A text token generally represents a portion of a single word, while a vision token represents a portion of the entire page, which may include multiple words. This is where the "compression factor" comes from.

The number of bits to represent a text or vision token is the same, since they are both represented as embeddings of a fixed number of dimensions defined by the Transformer (maybe a few thousand for a large SOTA model).

Whether a vision token actually contains enough information to accurately extract (OCR) all the text data from that portion of the image is going to depend on how many pixels that vision token represents and how many words were present in that area of the image. It's just like considering images of the same page of text at different resolutions - a 1024x1024 image vs a 64x64 one, etc. As the resolution decreases so will OCR accuracy. At some point the resolution is insufficient and the words become a blurry mess and OCR accuracy suffers.

This is what DeepSeek are reporting - OCR accuracy if you try to use a single vision token to represent, say, 10 text tokens, vs 20 text tokens. The vision token may have enough resolution to represent 10 tokens well, but not enough for 20.

I wonder if text written using chinese characters is more compatible with such vision centric compression than latin text.

  • I think it's not the case. Chinese characters have the highest information entropy of all writing systems. However, Chinese characters are all independent symbols, which means if you want the LLM to support 5000 Chinese characters, you need to put 5000 characters into the lookup table (obviously there's no root, prefix, and suffix in Chinese, you cannot split the character into multiple reusable word pieces). As a result, you may need fewer characters to represent the same meaning compared to latin languages, but LLMs may also need to activate more token embeddings.

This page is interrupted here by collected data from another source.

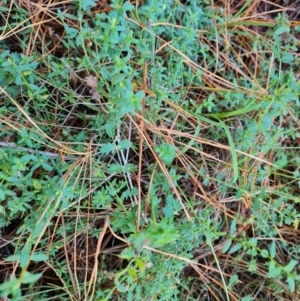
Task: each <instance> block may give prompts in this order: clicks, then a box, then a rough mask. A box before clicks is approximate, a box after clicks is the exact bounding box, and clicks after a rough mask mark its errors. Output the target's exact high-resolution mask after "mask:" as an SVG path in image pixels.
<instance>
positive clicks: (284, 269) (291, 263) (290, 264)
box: [283, 259, 298, 273]
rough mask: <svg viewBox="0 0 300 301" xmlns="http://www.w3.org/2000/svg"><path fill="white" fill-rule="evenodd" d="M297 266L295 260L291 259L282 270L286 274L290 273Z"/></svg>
mask: <svg viewBox="0 0 300 301" xmlns="http://www.w3.org/2000/svg"><path fill="white" fill-rule="evenodd" d="M297 264H298V261H297V260H295V259H292V260H291V261H290V262H289V263H288V264H287V265H286V266H285V267H283V270H284V271H285V272H286V273H290V272H291V271H292V270H293V268H294V267H295V266H296V265H297Z"/></svg>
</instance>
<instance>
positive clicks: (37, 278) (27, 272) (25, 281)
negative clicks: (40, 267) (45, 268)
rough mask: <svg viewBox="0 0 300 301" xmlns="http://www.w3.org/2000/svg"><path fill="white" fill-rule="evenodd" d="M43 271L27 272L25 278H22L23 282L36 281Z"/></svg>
mask: <svg viewBox="0 0 300 301" xmlns="http://www.w3.org/2000/svg"><path fill="white" fill-rule="evenodd" d="M42 275H43V274H42V273H38V274H31V273H29V272H27V271H26V272H25V274H24V278H23V279H22V283H25V284H26V283H34V282H36V281H37V280H39V279H40V278H41V277H42Z"/></svg>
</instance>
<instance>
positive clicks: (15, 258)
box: [5, 254, 21, 261]
mask: <svg viewBox="0 0 300 301" xmlns="http://www.w3.org/2000/svg"><path fill="white" fill-rule="evenodd" d="M20 259H21V254H14V255H10V256H8V257H7V258H5V261H20Z"/></svg>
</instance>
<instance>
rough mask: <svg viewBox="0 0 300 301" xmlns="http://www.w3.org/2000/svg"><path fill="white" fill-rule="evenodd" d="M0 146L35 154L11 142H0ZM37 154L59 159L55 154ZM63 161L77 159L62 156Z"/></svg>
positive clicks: (52, 153)
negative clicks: (7, 147) (52, 157)
mask: <svg viewBox="0 0 300 301" xmlns="http://www.w3.org/2000/svg"><path fill="white" fill-rule="evenodd" d="M0 146H3V147H10V148H17V149H19V150H22V151H25V152H29V153H31V154H35V153H36V150H34V149H31V148H27V147H22V146H18V145H16V144H15V143H13V142H3V141H0ZM38 153H40V154H41V155H46V156H49V157H53V158H56V157H59V154H55V153H51V152H45V151H38ZM64 159H65V160H67V161H76V160H77V158H75V157H68V156H64Z"/></svg>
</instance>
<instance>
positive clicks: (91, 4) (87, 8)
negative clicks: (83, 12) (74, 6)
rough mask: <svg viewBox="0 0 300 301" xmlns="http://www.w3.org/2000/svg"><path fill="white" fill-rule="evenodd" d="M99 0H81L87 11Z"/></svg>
mask: <svg viewBox="0 0 300 301" xmlns="http://www.w3.org/2000/svg"><path fill="white" fill-rule="evenodd" d="M97 2H98V1H97V0H80V7H81V8H82V9H83V10H84V11H87V10H89V9H90V8H91V7H94V6H95V5H96V4H97Z"/></svg>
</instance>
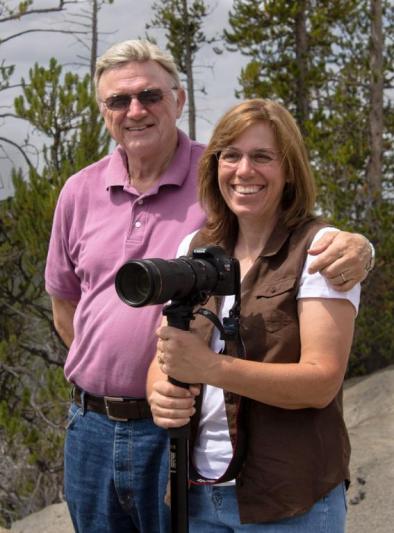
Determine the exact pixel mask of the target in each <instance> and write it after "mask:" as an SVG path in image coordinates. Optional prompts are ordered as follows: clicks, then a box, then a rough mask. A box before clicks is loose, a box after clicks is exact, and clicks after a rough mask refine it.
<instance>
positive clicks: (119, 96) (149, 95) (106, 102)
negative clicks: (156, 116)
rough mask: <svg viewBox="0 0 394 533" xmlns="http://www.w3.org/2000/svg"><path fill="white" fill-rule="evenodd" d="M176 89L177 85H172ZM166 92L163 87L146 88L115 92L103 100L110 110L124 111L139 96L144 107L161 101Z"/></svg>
mask: <svg viewBox="0 0 394 533" xmlns="http://www.w3.org/2000/svg"><path fill="white" fill-rule="evenodd" d="M172 90H176V87H172ZM163 97H164V92H163V91H162V90H161V89H145V90H144V91H141V92H139V93H137V94H114V95H112V96H110V97H109V98H106V99H105V100H104V101H103V104H104V105H105V107H106V108H107V109H109V110H110V111H124V110H126V109H128V108H129V107H130V104H131V101H132V99H133V98H137V100H138V101H139V103H140V104H141V105H143V106H144V107H149V106H150V105H153V104H157V102H161V100H163Z"/></svg>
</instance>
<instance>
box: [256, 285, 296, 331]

Vision tokens are a good compression medium because with one vision token you have one vector of N elements, but with textual tokens you have M vectors of N elements, because one vision token represent multiple pixels (and possibly multiple words). This is why its a good compression medium for compute.

It will never be as precise as textual tokens but it can be really good as they show in the paper.

  • >with one vision token you have one vector of N elements, but with textual tokens you have M vectors of N elements

    Each vision token represents a 16x16 patch, but to fully cover a word you might need multiple vision tokens. So assuming that the embedding size of the vision token and text token is the same `d` (which I think has to be the case for multimodal models), then wouldn't the fair comparison be `x * d` elements for a sentence in terms of vision tokens, and `y * d` for the same sentence in terms of text tokens? I don't see how you could see a priori that x << y (especially by a factor of 10 as quoted in the paper).

    That said, if I do experimentally try this by shrinking this very comment down to the smallest font size I can read it at, then seeing how many 16x16 tokens it takes, you can fit more text than I expected in each "vision token". So I can maybe buy that x is at least not greater than y. But it can't be as simple as "each vision token can cover more text", since that only enables better compression if the encoder can actually uncover some sort of redundancy within each token. (And presumably the type of redundancy it uncovers probably isn't something that "classical" compression techniques can exploit, otherwise it seems like it would have been tried by now?).

    • You should read the 6th page of the paper (and page 5 for architecture breakdown), they show that they are compressing the vision tokens with convolution to keep a strong semantic understanding and keep a small amount of tokens.

      But I think it's still experimentall.